Meet Ayesha Alhassan – recent Master of Public Health (MPH) graduate. Ayesha plans to use the skills she learnt during her MPH experience to pursue a career in the public health field.
Why did you decide to study a Master of Public Health at ANU?
I completed a Bachelor of Health Science and many of the compulsory subjects within the degree were centred around both public and population health.
I then had the opportunity to do a vertical double degree, being the Master of Public Health. Given my undergraduate studies and interest in health, I enrolled. Additionally, I had the opportunity to complete the course in one year instead of two. So that was a privilege of the undergraduate degree. I then decided to do the research component of the MPH as well – making it an MPH Advanced.
What did you particularly enjoy about the MPH?
The course work was fun and practical. We covered a range of topics, for example epidemiology, biostatistics, and global health, and all the coursework lecturers were great. The research component of the degree was also really rewarding, and I enjoyed the opportunity to work more independently. Despite having to move online due to COVID-19 interruptions, I still think it was one of my best university experiences.
I also volunteered for an internship at ACT Health at the beginning of the MPH. There I worked as part of a team working on redesigning the ACT Quarterly Performance Report (QPR) using new data visualisation methods to improve ACT Health’s reporting approach of the QPR. The team I worked with was really supportive, had a nice working environment, and gave me some valuable real-world experience.
Can you describe your research project as part of the MPH (Advanced) degree?
I worked on a collaborative project between the Population Health Exchange (PHXchange, ANU) and the ACT Health Directorate, summarising longitudinal studies that collect data about healthy aging. I identified Australian studies that sampled people aged 45 years and older, and created multiple tables identifying the variables each study covered.
This work provides a useful resource for policy makers to identify existing longitudinal studies that can be accessed to inform policy. For example, if policy areas want to consider mental health of older people, they can use the table summaries I compiled to find longitudinal studies that include relevant variables, such as psychological and/or cognitive health variables, to help answer their policy questions. I think this research highlights the benefits of utilising existing longitudinal studies to inform policy.

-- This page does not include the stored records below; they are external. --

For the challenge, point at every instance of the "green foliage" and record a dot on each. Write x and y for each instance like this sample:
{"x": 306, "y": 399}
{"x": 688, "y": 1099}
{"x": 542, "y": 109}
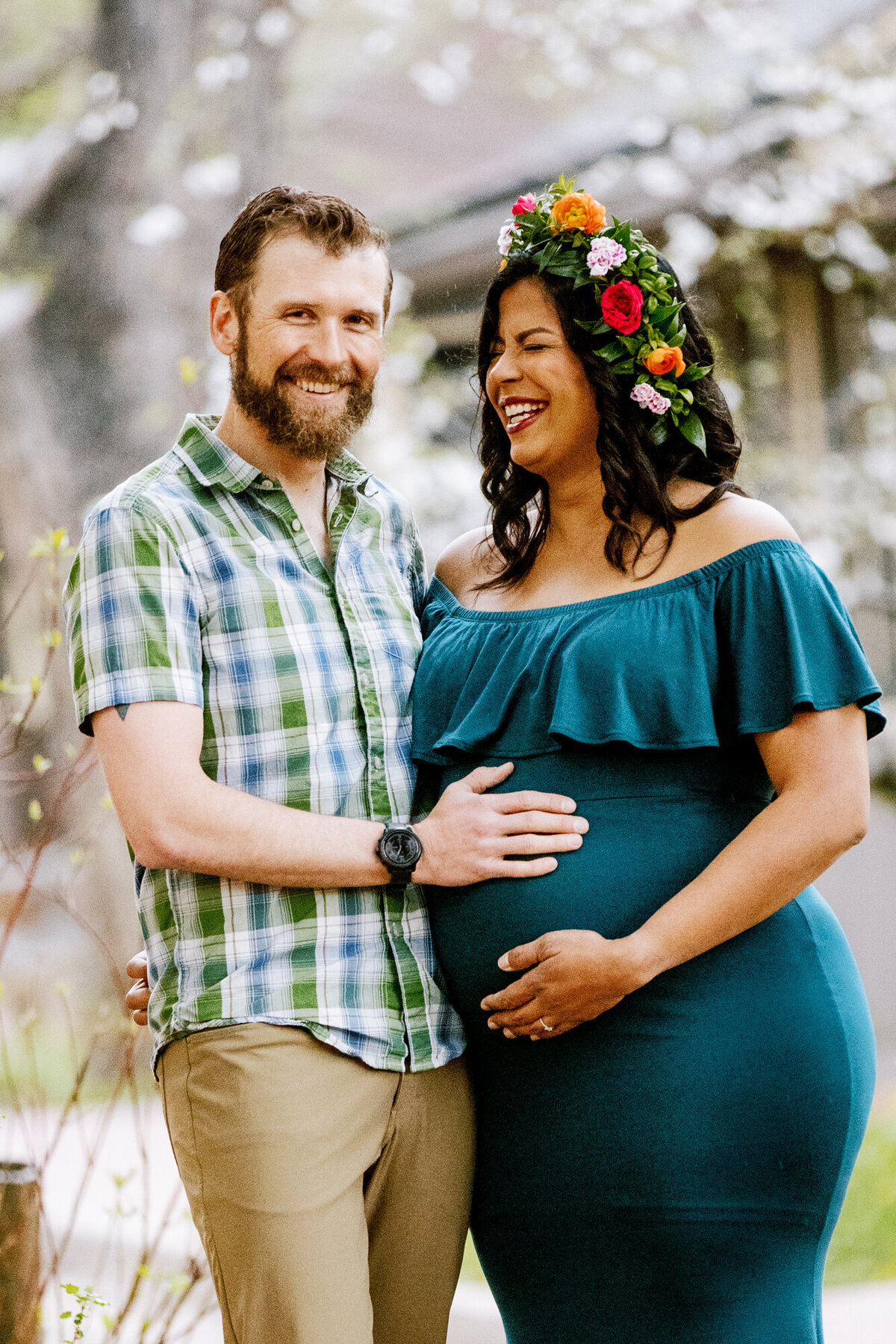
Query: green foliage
{"x": 85, "y": 1297}
{"x": 864, "y": 1242}
{"x": 564, "y": 253}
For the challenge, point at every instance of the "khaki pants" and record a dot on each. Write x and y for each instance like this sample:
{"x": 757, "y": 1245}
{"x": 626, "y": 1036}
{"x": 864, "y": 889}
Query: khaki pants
{"x": 332, "y": 1199}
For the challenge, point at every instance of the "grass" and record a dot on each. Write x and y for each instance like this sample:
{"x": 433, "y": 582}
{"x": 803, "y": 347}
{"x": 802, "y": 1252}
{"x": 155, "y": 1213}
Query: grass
{"x": 864, "y": 1243}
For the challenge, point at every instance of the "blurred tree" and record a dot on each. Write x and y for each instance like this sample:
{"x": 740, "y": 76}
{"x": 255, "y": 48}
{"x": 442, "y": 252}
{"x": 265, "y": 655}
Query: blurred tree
{"x": 121, "y": 305}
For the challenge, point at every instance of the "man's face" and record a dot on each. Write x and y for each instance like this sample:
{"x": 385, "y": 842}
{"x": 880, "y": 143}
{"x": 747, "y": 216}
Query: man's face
{"x": 309, "y": 344}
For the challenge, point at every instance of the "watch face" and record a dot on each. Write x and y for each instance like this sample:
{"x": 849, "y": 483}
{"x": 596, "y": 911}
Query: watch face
{"x": 402, "y": 848}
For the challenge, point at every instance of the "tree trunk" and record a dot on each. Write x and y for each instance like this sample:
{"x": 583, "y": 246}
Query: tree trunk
{"x": 19, "y": 1253}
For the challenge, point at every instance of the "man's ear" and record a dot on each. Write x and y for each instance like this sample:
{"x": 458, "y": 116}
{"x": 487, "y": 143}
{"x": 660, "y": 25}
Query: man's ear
{"x": 223, "y": 323}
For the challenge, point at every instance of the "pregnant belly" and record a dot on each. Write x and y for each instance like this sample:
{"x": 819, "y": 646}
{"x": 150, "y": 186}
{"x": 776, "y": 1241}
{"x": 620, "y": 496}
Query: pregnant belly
{"x": 729, "y": 1081}
{"x": 637, "y": 853}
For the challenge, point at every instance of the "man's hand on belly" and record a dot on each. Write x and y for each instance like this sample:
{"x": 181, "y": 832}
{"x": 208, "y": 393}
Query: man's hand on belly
{"x": 571, "y": 976}
{"x": 470, "y": 833}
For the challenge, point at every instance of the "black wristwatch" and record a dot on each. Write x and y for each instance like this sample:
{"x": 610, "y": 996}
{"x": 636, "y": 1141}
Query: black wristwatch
{"x": 399, "y": 850}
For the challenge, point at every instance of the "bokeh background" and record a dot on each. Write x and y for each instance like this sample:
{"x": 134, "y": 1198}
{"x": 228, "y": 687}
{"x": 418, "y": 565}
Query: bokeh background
{"x": 755, "y": 143}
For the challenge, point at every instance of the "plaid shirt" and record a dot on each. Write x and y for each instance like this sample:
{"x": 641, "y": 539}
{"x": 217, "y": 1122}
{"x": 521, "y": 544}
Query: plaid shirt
{"x": 196, "y": 582}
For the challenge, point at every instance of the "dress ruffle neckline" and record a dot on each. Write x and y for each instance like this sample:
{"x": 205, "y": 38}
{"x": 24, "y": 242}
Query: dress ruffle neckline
{"x": 723, "y": 652}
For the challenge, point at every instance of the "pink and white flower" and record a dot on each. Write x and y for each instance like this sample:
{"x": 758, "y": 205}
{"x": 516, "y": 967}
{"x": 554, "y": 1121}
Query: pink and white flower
{"x": 505, "y": 238}
{"x": 652, "y": 401}
{"x": 605, "y": 255}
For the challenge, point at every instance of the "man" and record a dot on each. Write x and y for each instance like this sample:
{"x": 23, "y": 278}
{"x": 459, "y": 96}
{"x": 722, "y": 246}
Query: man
{"x": 242, "y": 621}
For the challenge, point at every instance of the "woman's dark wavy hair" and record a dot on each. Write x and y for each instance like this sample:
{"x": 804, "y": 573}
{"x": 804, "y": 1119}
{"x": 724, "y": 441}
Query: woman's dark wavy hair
{"x": 635, "y": 472}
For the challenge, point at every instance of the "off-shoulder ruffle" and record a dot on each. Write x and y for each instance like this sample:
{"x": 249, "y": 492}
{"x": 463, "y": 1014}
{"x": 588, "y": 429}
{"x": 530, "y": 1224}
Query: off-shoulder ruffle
{"x": 697, "y": 662}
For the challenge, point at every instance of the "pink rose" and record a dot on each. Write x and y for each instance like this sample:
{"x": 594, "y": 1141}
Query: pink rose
{"x": 621, "y": 305}
{"x": 524, "y": 205}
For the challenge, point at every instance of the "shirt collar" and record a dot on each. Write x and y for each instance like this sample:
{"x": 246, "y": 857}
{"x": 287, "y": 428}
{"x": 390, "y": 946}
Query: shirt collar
{"x": 213, "y": 463}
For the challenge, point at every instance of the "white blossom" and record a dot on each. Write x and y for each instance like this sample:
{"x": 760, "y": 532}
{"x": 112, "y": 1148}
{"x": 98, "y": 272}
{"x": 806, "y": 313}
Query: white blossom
{"x": 158, "y": 225}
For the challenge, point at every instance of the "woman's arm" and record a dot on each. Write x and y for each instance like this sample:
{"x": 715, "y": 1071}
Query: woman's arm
{"x": 818, "y": 766}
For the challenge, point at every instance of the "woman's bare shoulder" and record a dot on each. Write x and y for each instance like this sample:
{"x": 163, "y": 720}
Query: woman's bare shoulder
{"x": 738, "y": 520}
{"x": 467, "y": 562}
{"x": 729, "y": 524}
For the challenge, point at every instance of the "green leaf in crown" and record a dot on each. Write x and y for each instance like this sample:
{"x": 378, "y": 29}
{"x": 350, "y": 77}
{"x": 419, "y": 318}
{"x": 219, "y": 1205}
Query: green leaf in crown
{"x": 566, "y": 233}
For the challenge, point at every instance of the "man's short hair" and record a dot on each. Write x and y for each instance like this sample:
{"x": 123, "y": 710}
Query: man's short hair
{"x": 327, "y": 221}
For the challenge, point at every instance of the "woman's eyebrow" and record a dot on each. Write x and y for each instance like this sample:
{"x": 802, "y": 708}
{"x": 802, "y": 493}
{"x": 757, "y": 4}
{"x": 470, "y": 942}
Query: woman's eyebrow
{"x": 535, "y": 331}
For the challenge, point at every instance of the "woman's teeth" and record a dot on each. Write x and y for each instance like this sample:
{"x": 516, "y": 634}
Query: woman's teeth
{"x": 523, "y": 410}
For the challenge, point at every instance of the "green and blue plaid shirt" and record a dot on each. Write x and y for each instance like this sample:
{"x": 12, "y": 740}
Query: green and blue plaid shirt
{"x": 195, "y": 581}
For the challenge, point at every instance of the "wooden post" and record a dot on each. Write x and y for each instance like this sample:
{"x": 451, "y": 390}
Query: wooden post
{"x": 802, "y": 352}
{"x": 19, "y": 1253}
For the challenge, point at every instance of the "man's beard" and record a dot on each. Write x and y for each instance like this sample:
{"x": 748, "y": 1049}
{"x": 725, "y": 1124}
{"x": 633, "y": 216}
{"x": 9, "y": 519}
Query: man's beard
{"x": 317, "y": 433}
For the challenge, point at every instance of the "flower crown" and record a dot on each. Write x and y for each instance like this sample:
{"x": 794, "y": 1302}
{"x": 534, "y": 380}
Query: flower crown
{"x": 566, "y": 231}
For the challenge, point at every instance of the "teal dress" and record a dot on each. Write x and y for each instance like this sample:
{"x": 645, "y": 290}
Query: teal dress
{"x": 671, "y": 1172}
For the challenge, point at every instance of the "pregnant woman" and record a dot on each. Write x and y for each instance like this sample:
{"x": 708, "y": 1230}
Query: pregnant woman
{"x": 669, "y": 1041}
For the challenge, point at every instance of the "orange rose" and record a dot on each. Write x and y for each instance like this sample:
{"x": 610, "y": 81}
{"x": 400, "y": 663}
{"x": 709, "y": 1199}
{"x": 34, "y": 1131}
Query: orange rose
{"x": 667, "y": 359}
{"x": 578, "y": 210}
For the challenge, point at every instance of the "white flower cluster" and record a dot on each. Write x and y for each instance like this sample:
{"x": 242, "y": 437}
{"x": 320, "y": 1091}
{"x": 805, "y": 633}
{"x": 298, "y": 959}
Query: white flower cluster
{"x": 605, "y": 255}
{"x": 505, "y": 238}
{"x": 648, "y": 396}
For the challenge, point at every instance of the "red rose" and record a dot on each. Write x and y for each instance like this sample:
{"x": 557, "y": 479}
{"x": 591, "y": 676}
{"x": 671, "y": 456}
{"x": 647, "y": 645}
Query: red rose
{"x": 621, "y": 305}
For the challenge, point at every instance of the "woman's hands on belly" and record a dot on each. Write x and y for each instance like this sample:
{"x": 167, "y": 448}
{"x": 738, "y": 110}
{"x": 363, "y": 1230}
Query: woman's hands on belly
{"x": 571, "y": 976}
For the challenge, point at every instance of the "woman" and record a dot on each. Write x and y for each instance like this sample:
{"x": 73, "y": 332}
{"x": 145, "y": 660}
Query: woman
{"x": 675, "y": 1061}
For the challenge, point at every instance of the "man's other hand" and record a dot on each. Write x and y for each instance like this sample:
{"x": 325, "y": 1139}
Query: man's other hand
{"x": 137, "y": 998}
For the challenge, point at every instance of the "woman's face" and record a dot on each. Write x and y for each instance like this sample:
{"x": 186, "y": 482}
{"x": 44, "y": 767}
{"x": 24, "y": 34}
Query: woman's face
{"x": 538, "y": 386}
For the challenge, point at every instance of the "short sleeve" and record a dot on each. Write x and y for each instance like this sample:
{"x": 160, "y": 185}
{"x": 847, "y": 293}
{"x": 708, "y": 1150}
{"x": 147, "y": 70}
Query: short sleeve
{"x": 786, "y": 643}
{"x": 132, "y": 613}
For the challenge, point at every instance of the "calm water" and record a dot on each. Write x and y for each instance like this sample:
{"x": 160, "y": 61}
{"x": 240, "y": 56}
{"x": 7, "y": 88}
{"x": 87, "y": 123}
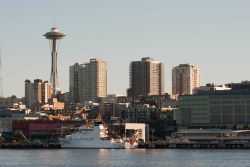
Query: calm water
{"x": 124, "y": 158}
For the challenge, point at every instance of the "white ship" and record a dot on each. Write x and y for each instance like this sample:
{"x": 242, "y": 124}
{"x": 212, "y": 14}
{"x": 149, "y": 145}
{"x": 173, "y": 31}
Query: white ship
{"x": 91, "y": 137}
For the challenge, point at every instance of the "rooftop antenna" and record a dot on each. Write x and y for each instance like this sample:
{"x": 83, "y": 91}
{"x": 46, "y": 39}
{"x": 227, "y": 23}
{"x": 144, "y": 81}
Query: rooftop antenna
{"x": 1, "y": 74}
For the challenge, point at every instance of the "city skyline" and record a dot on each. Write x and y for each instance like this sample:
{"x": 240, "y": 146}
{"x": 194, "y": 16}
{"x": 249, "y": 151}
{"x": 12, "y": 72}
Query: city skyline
{"x": 212, "y": 35}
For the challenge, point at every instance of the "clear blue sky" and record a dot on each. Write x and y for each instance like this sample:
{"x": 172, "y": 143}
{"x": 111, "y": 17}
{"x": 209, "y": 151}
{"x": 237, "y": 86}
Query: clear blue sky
{"x": 212, "y": 34}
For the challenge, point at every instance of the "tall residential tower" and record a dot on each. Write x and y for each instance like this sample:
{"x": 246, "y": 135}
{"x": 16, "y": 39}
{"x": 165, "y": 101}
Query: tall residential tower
{"x": 185, "y": 78}
{"x": 88, "y": 81}
{"x": 146, "y": 78}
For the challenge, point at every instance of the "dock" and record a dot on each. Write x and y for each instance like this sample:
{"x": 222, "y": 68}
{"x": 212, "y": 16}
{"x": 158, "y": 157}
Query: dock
{"x": 159, "y": 145}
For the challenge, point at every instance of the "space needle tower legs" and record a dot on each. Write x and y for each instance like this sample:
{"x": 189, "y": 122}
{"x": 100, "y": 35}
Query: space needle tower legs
{"x": 54, "y": 36}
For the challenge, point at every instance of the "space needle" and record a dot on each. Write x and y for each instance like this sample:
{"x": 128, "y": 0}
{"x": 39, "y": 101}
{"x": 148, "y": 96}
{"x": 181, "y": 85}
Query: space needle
{"x": 54, "y": 36}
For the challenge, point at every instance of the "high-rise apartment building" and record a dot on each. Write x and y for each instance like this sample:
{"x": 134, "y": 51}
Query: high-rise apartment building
{"x": 74, "y": 83}
{"x": 37, "y": 93}
{"x": 88, "y": 81}
{"x": 185, "y": 78}
{"x": 146, "y": 78}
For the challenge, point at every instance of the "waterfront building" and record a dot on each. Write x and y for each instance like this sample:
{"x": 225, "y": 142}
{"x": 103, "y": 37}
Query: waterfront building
{"x": 210, "y": 87}
{"x": 239, "y": 86}
{"x": 146, "y": 78}
{"x": 37, "y": 93}
{"x": 223, "y": 108}
{"x": 88, "y": 81}
{"x": 185, "y": 78}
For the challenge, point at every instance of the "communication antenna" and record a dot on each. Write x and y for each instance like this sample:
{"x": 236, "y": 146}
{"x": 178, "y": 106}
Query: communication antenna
{"x": 1, "y": 74}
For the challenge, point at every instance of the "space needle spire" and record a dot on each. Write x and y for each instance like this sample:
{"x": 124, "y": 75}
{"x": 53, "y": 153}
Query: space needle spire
{"x": 54, "y": 36}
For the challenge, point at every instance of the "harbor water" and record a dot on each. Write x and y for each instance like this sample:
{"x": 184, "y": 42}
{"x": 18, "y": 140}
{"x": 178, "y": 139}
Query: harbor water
{"x": 124, "y": 158}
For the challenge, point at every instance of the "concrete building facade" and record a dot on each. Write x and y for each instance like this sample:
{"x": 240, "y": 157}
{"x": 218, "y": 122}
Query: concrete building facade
{"x": 146, "y": 78}
{"x": 37, "y": 93}
{"x": 185, "y": 78}
{"x": 88, "y": 81}
{"x": 223, "y": 108}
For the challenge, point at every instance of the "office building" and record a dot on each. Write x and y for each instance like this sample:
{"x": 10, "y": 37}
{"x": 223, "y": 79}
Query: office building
{"x": 216, "y": 109}
{"x": 37, "y": 93}
{"x": 185, "y": 78}
{"x": 146, "y": 78}
{"x": 88, "y": 81}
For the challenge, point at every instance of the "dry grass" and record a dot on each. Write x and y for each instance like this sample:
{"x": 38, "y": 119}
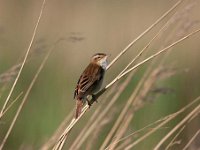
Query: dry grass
{"x": 156, "y": 72}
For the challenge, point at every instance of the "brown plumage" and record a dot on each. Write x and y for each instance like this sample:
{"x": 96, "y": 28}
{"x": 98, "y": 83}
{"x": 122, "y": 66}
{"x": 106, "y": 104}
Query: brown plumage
{"x": 90, "y": 81}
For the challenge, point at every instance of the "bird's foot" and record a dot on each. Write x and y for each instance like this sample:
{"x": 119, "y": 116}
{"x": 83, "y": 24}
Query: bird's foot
{"x": 89, "y": 103}
{"x": 94, "y": 98}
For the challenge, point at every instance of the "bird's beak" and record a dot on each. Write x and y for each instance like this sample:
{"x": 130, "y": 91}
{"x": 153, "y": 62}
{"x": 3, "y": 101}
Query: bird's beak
{"x": 108, "y": 55}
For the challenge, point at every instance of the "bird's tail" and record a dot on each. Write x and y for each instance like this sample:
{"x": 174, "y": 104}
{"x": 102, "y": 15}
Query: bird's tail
{"x": 79, "y": 105}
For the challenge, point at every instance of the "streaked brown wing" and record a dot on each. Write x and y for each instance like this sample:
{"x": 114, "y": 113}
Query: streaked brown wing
{"x": 87, "y": 79}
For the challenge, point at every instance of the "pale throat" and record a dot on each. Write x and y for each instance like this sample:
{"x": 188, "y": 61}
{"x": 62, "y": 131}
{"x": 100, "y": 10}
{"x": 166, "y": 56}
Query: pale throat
{"x": 103, "y": 63}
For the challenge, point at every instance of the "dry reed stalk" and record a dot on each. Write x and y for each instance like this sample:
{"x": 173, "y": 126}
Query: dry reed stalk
{"x": 52, "y": 140}
{"x": 177, "y": 126}
{"x": 25, "y": 58}
{"x": 9, "y": 74}
{"x": 74, "y": 121}
{"x": 172, "y": 141}
{"x": 24, "y": 100}
{"x": 90, "y": 126}
{"x": 137, "y": 88}
{"x": 124, "y": 144}
{"x": 191, "y": 140}
{"x": 145, "y": 32}
{"x": 168, "y": 118}
{"x": 104, "y": 112}
{"x": 137, "y": 103}
{"x": 139, "y": 131}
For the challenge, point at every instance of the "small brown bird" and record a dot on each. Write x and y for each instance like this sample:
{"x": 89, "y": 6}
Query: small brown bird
{"x": 90, "y": 80}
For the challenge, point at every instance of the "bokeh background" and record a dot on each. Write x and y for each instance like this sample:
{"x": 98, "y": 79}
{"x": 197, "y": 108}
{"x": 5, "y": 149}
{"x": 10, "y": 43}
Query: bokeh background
{"x": 82, "y": 29}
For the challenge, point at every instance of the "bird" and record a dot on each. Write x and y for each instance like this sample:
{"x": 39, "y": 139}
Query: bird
{"x": 90, "y": 80}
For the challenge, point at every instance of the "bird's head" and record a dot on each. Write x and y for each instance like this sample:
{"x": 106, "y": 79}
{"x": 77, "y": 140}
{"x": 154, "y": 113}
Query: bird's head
{"x": 100, "y": 59}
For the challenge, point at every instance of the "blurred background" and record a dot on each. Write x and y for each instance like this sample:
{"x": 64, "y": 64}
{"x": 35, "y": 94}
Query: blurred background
{"x": 80, "y": 29}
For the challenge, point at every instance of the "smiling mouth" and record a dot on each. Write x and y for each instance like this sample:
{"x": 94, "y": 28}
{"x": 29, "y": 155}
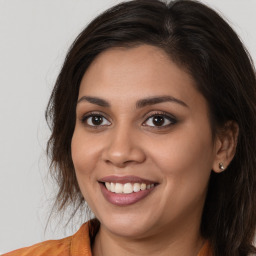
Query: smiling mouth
{"x": 127, "y": 188}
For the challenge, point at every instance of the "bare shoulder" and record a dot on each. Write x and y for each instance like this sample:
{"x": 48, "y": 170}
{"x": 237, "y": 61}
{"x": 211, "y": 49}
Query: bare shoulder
{"x": 52, "y": 247}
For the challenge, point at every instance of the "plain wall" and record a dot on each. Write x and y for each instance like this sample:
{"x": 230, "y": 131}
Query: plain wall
{"x": 34, "y": 38}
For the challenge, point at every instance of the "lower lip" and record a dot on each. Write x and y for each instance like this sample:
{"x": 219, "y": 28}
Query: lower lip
{"x": 124, "y": 199}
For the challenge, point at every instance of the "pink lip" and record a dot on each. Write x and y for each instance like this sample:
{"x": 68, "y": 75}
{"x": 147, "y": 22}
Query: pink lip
{"x": 126, "y": 179}
{"x": 125, "y": 199}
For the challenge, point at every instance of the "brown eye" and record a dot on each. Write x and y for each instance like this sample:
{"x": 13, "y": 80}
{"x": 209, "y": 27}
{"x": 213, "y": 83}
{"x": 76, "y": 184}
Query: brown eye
{"x": 159, "y": 120}
{"x": 95, "y": 120}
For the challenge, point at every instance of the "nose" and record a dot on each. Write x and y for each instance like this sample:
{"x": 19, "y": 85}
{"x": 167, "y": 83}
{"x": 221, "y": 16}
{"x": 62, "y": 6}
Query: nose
{"x": 123, "y": 148}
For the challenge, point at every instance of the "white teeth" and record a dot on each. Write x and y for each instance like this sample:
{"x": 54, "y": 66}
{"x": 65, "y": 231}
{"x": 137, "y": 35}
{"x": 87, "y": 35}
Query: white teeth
{"x": 127, "y": 188}
{"x": 143, "y": 186}
{"x": 119, "y": 188}
{"x": 108, "y": 185}
{"x": 112, "y": 187}
{"x": 136, "y": 187}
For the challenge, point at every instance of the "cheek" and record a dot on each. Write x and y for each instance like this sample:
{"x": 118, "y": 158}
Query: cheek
{"x": 84, "y": 151}
{"x": 185, "y": 158}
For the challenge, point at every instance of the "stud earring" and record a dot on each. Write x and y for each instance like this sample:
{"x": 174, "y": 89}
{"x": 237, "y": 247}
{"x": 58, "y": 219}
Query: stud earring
{"x": 221, "y": 166}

How do you think the MPH has prepared you for your future career in health?
I learnt many new things, including the very useful skill of data analysis using a statistical package like STATA. When I first started using the program I thought – wow, this full on! But the lecturers were really good at explaining and walking us through it. Many jobs require you to know how to manage and analyse data, so I’m glad I had the opportunity to learn this skill.
Learning how to conduct outbreak investigations as part of my epidemiology course, is also a useful skill I learnt through the MPH. This will be particularly useful for me, as I would like to enter the epidemiological field. Additionally, through the research component of the MPH, I learnt important skills in time management and report writing.
*Ayesha now works as a research assistant with the PHXchange.